Perdre le sud

No 086 - décembre 2020

Maïka Sondarjee

Perdre le sud

Claude Vaillancourt

Maïka Sondarjee, Perdre le sud, Montréal, Écosociété, 2020, 272 pages.

Avec Perdre le Sud, Maïka Sondarjee lance un important rappel à l’ordre : il faut sortir de notre cocon et remettre les préoccupations internationales à notre programme. Si chaque pays subit sa part de difficultés, l’autrice montre bien que celles-ci ne sont pas nécessairement équivalentes. Elle expose les problèmes vécus dans plusieurs pays du Sud, auxquels nous ne pouvons rester indifférent·e·s, ne serait-ce que parce que nous en sommes souvent à la source. Dans un passage particulièrement convaincant, Maïka Sondarjee montre, par exemple, comment les pays du Nord ont « externalisé » les coûts sociaux et environnementaux de leur mode de vie privilégié. Ils vident les pays du Sud de leurs ressources, en font les principales victimes du réchauffement climatique (sans qu’ils y aient contribué), exploitent à fond une main-d’œuvre sous-payée et aliénée (composée en grande partie de femmes).

Il existe cependant une tendance importante, même chez les militant·e·s de gauche, à se replier à l’échelle de la nation et se consacrer à ce qu’on peut changer chez soi (il aurait été intéressant d’en analyser attentivement les causes) — un phénomène accentué par la COVID-19 qui ramène les gens à l’intérieur de leurs frontières. Tout cela alors que se répand un nationalisme de droite, raciste et sexiste. L’autrice appelle à une relance plus que nécessaire de l’internationalisme, pour combattre les formes multiples d’exploitation dans le monde, et nous invite à considérer les luttes de façon globale.

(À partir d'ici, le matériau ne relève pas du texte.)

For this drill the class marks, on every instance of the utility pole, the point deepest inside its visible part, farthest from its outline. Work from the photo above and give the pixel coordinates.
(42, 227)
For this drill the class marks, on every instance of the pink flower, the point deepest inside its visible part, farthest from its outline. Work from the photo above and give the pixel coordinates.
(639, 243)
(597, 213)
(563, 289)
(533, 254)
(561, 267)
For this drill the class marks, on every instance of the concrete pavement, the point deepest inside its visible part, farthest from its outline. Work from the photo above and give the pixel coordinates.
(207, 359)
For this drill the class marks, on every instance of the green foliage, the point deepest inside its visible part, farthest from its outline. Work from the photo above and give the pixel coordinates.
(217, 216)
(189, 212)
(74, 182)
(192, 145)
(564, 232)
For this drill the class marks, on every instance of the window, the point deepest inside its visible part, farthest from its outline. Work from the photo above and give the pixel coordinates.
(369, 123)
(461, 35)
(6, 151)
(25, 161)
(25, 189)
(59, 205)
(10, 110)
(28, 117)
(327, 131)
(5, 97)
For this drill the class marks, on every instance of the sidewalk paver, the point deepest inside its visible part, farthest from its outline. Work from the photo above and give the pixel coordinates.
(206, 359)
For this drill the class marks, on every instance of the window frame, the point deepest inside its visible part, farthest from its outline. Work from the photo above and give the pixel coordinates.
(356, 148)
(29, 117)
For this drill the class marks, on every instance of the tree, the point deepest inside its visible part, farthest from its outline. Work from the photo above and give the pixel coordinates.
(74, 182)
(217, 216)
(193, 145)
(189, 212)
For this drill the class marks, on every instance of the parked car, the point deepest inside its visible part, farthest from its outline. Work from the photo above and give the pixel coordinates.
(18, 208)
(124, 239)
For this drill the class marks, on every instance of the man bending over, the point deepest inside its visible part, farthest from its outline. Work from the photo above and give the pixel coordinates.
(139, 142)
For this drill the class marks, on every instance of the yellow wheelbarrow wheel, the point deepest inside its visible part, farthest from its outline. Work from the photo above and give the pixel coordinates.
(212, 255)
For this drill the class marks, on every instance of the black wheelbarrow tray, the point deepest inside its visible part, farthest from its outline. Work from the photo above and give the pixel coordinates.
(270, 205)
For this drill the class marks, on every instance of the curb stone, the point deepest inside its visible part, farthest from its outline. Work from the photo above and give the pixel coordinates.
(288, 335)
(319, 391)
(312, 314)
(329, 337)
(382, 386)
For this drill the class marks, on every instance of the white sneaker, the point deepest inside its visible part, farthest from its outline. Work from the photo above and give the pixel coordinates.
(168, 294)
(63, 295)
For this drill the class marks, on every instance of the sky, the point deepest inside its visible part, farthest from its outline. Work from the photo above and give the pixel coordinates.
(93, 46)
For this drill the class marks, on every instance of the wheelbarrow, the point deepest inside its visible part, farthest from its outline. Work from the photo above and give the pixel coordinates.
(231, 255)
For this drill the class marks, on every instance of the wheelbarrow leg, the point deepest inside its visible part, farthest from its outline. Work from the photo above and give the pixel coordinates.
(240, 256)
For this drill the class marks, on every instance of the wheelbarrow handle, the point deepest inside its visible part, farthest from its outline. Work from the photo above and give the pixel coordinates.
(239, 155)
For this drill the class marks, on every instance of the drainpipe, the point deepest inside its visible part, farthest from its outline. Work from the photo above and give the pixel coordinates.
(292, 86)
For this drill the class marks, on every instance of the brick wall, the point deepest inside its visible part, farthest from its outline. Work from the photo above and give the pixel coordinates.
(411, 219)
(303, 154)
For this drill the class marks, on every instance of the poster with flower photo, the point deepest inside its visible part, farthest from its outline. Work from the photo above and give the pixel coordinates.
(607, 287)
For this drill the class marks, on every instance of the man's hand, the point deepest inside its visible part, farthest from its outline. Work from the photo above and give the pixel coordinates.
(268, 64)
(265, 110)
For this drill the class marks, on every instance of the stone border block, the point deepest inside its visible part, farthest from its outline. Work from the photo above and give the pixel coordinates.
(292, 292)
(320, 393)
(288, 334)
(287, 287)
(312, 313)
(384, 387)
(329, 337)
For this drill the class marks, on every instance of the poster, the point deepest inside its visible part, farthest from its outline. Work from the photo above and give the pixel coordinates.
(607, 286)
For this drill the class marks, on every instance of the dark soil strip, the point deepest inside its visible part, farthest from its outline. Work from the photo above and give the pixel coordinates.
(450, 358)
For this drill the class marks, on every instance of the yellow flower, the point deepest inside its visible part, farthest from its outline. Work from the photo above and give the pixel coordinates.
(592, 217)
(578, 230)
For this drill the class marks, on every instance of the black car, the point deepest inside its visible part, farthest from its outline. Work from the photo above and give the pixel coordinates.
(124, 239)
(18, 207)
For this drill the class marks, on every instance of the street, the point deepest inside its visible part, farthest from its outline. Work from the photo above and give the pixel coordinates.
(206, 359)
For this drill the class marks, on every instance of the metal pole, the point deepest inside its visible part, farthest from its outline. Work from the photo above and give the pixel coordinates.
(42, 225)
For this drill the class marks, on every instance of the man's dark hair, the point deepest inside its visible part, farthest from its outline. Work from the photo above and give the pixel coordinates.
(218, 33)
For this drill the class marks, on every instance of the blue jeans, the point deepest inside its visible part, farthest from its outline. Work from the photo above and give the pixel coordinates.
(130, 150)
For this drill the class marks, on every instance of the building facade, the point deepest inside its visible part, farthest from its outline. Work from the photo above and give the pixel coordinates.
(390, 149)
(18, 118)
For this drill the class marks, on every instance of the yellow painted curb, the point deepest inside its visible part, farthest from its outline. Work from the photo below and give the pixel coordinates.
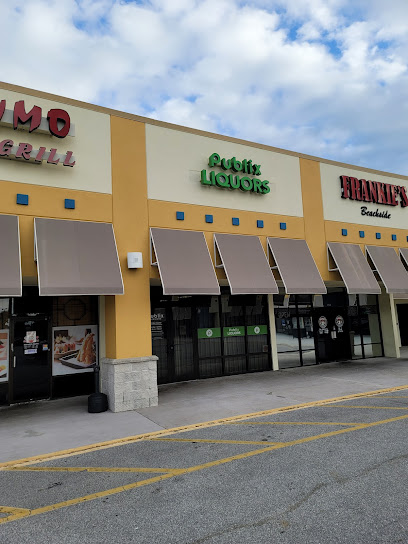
(148, 436)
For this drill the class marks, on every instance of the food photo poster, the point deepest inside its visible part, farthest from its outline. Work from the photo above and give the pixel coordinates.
(75, 349)
(4, 363)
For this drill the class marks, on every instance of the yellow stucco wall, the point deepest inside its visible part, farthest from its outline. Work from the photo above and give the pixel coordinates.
(163, 215)
(48, 202)
(128, 316)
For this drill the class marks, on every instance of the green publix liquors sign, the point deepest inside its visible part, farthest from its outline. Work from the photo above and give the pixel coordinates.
(245, 178)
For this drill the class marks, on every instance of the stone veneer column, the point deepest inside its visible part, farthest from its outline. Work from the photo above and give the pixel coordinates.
(130, 384)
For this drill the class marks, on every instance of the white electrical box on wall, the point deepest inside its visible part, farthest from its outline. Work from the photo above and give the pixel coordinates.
(135, 259)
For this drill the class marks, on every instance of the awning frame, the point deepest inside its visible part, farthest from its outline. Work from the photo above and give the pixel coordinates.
(271, 257)
(154, 261)
(20, 291)
(218, 262)
(391, 286)
(64, 294)
(336, 268)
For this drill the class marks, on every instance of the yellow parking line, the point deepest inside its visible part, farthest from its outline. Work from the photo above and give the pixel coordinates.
(211, 441)
(394, 397)
(98, 495)
(196, 468)
(14, 513)
(293, 423)
(165, 432)
(370, 407)
(93, 469)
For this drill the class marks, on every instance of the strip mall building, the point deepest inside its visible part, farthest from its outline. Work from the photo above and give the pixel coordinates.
(166, 253)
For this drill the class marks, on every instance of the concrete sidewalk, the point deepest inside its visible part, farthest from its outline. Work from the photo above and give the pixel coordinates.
(48, 426)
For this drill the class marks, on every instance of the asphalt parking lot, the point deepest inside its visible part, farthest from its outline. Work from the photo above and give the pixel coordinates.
(327, 472)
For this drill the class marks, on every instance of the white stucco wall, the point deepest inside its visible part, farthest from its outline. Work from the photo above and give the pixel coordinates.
(175, 160)
(91, 147)
(349, 211)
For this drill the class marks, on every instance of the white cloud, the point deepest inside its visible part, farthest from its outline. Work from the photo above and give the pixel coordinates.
(324, 77)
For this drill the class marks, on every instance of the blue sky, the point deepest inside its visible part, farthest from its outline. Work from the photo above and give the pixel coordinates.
(322, 77)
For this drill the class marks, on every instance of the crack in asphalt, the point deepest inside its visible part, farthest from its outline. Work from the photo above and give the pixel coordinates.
(280, 517)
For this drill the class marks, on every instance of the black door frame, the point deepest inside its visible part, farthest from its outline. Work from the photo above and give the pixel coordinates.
(17, 319)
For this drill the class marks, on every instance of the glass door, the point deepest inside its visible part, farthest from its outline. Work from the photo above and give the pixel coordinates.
(333, 338)
(30, 359)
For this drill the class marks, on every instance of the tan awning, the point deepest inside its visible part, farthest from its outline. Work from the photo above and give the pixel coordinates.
(296, 266)
(245, 264)
(404, 254)
(10, 262)
(390, 268)
(354, 268)
(184, 262)
(76, 258)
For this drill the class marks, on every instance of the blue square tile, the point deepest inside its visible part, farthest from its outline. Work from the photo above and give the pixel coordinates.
(70, 204)
(22, 199)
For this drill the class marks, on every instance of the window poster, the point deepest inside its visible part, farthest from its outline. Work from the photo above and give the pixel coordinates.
(4, 359)
(75, 349)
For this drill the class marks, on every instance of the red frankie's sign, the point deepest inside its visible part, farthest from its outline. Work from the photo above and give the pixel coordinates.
(373, 191)
(57, 123)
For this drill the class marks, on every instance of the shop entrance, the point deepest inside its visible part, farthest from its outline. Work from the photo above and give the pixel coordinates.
(402, 310)
(30, 358)
(208, 336)
(332, 334)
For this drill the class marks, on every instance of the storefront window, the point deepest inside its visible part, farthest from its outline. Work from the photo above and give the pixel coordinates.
(208, 336)
(4, 349)
(365, 327)
(294, 330)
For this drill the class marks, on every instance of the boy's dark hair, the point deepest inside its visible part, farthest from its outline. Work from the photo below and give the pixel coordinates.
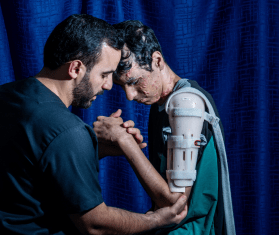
(142, 43)
(79, 37)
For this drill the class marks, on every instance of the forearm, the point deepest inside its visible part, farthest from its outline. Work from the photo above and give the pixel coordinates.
(124, 222)
(151, 180)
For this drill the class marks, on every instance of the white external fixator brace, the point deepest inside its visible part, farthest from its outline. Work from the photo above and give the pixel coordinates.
(179, 110)
(186, 117)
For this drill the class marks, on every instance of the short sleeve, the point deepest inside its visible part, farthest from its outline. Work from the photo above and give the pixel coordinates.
(70, 168)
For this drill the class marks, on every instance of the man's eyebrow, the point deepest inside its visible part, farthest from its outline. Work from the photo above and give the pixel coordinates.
(108, 72)
(131, 80)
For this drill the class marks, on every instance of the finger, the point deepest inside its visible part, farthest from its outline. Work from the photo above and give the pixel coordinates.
(142, 145)
(99, 118)
(182, 215)
(117, 113)
(128, 124)
(149, 212)
(179, 206)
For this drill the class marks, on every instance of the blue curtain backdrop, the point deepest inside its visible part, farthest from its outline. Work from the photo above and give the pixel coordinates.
(229, 46)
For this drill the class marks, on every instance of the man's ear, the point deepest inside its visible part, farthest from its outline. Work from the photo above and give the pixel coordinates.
(76, 69)
(158, 60)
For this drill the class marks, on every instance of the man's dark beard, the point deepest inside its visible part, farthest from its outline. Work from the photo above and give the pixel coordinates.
(83, 93)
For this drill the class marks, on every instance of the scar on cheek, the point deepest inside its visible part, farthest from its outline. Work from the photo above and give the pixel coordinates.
(165, 93)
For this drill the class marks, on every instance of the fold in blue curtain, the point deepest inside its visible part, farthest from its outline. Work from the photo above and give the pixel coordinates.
(230, 47)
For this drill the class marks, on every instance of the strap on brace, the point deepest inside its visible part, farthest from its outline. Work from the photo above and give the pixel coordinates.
(184, 112)
(176, 141)
(181, 175)
(213, 120)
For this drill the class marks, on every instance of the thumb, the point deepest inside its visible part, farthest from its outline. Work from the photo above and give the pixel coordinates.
(116, 114)
(179, 206)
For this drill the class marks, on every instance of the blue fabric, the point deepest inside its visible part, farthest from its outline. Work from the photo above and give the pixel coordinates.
(229, 47)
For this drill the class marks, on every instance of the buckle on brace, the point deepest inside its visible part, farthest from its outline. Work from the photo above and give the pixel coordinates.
(214, 120)
(197, 143)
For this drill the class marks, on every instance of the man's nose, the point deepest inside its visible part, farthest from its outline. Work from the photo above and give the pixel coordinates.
(130, 92)
(108, 83)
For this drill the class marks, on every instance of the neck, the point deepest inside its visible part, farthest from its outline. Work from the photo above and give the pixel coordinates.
(57, 82)
(168, 83)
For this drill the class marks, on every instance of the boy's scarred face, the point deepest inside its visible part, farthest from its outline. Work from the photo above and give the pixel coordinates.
(141, 85)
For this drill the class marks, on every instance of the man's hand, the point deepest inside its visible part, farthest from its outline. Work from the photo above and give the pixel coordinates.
(110, 130)
(129, 125)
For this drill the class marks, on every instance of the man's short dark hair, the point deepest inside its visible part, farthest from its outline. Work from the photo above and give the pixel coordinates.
(79, 37)
(142, 43)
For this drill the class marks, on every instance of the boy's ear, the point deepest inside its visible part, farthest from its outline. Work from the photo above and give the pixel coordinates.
(158, 60)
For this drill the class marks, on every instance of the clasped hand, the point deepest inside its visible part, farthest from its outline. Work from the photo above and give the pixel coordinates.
(110, 130)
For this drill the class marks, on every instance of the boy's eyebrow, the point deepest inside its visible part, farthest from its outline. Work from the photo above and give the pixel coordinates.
(130, 80)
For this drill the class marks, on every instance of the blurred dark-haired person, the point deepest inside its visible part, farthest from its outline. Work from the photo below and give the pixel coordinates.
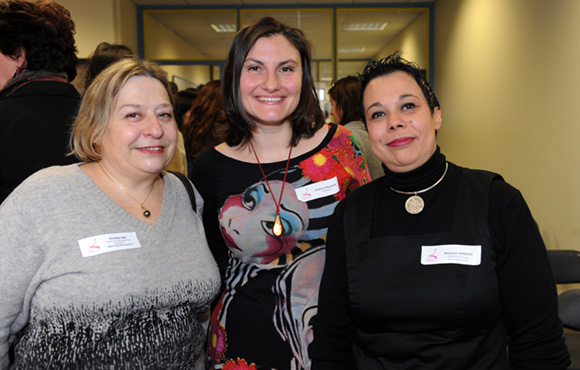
(433, 266)
(206, 118)
(37, 101)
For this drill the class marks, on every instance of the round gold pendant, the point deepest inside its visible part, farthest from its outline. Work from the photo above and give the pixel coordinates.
(277, 229)
(414, 204)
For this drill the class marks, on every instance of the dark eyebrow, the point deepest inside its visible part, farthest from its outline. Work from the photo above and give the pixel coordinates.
(402, 97)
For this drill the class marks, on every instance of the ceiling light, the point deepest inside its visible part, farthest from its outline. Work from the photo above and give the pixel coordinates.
(224, 27)
(351, 50)
(365, 26)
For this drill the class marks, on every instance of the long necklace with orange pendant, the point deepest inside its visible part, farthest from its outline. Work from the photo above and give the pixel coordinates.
(278, 228)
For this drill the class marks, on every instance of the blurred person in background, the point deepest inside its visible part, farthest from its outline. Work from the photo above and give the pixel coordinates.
(270, 189)
(205, 119)
(102, 57)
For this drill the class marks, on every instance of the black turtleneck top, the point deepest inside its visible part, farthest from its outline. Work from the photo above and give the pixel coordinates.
(381, 308)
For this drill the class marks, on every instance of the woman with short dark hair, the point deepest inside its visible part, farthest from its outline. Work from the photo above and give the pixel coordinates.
(37, 101)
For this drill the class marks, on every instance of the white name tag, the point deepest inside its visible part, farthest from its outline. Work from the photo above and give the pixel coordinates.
(451, 253)
(100, 244)
(318, 190)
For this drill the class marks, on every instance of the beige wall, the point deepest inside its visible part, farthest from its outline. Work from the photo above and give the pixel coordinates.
(507, 75)
(113, 21)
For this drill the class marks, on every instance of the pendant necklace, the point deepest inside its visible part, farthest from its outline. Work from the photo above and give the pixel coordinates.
(278, 228)
(146, 212)
(415, 203)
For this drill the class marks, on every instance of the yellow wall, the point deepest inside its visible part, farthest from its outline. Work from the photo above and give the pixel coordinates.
(507, 76)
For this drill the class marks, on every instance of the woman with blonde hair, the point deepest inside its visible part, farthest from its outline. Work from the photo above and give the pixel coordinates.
(105, 262)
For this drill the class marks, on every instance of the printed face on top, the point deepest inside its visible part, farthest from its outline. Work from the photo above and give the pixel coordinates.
(400, 124)
(271, 80)
(335, 111)
(142, 133)
(246, 222)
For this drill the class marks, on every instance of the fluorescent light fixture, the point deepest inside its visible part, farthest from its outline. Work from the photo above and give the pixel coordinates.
(224, 27)
(351, 50)
(365, 26)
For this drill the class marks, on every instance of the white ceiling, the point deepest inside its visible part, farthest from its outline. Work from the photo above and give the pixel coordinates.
(270, 2)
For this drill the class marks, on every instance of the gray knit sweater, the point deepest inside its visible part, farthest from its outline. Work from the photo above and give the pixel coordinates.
(137, 306)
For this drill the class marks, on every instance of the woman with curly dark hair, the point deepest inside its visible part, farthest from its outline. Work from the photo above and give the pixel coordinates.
(37, 101)
(200, 130)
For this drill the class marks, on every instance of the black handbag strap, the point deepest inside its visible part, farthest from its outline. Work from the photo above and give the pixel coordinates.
(188, 187)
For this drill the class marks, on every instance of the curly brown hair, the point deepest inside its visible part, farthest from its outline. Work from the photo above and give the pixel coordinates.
(44, 30)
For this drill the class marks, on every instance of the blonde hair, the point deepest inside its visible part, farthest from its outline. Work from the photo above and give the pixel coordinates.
(99, 100)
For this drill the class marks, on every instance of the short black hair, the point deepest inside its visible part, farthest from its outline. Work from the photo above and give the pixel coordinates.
(308, 116)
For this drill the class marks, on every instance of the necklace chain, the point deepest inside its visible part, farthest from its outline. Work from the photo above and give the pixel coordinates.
(146, 212)
(277, 228)
(426, 189)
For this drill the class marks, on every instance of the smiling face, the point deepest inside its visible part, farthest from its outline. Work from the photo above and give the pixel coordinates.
(9, 66)
(271, 80)
(400, 124)
(142, 133)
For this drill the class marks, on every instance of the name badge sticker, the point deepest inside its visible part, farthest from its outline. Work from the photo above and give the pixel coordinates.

Si le contenu du livre est pertinent, sa façon de le présenter peut soulever quelques irritations. Que l’autrice dénonce la « démondialisation » peut aller de soi : il est vrai que cette tendance, adéquate telle qu’exposée par Walden Bello et ses disciples, a subi une récupération inquiétante et que le terme est aujourd’hui galvaudé. Mais le reproche, important dans le livre, selon lequel l’altermondialisme n’offre pas solutions concrètes est très inapproprié. On a entendu cette affirmation fausse des centaines de fois, de la part des représentants de la droite.

L’autrice propose à la place un « internationalisme radical », qui est, en gros, la même chose que l’altermondialisme. Ne s’alimente-il pas des mêmes sources et n’adopte-t-il pas les mêmes solutions ? (Notamment : annuler la dette des pays du Sud, réguler et taxer les entreprises transnationales, défendre la justice climatique, éliminer les paradis fiscaux, pratiquer un commerce équitable, etc.) L’autrice semble ainsi vouloir imposer sa marque, son nouveau slogan, sans trop reconnaître l’important travail accompli auparavant. L’ouvrage a par ailleurs une certaine tendance à réinventer la roue, ce qui le rend moins efficace. Plutôt que de se présenter comme une rupture et une nouveauté face au passé récent, le propos général aurait gagné en force à se situer en continuité avec une tradition militante et à rendre hommage à celles et ceux dont les analyses ont nourri cet ouvrage, et qui ont énoncé la plupart des propositions explicitées ici.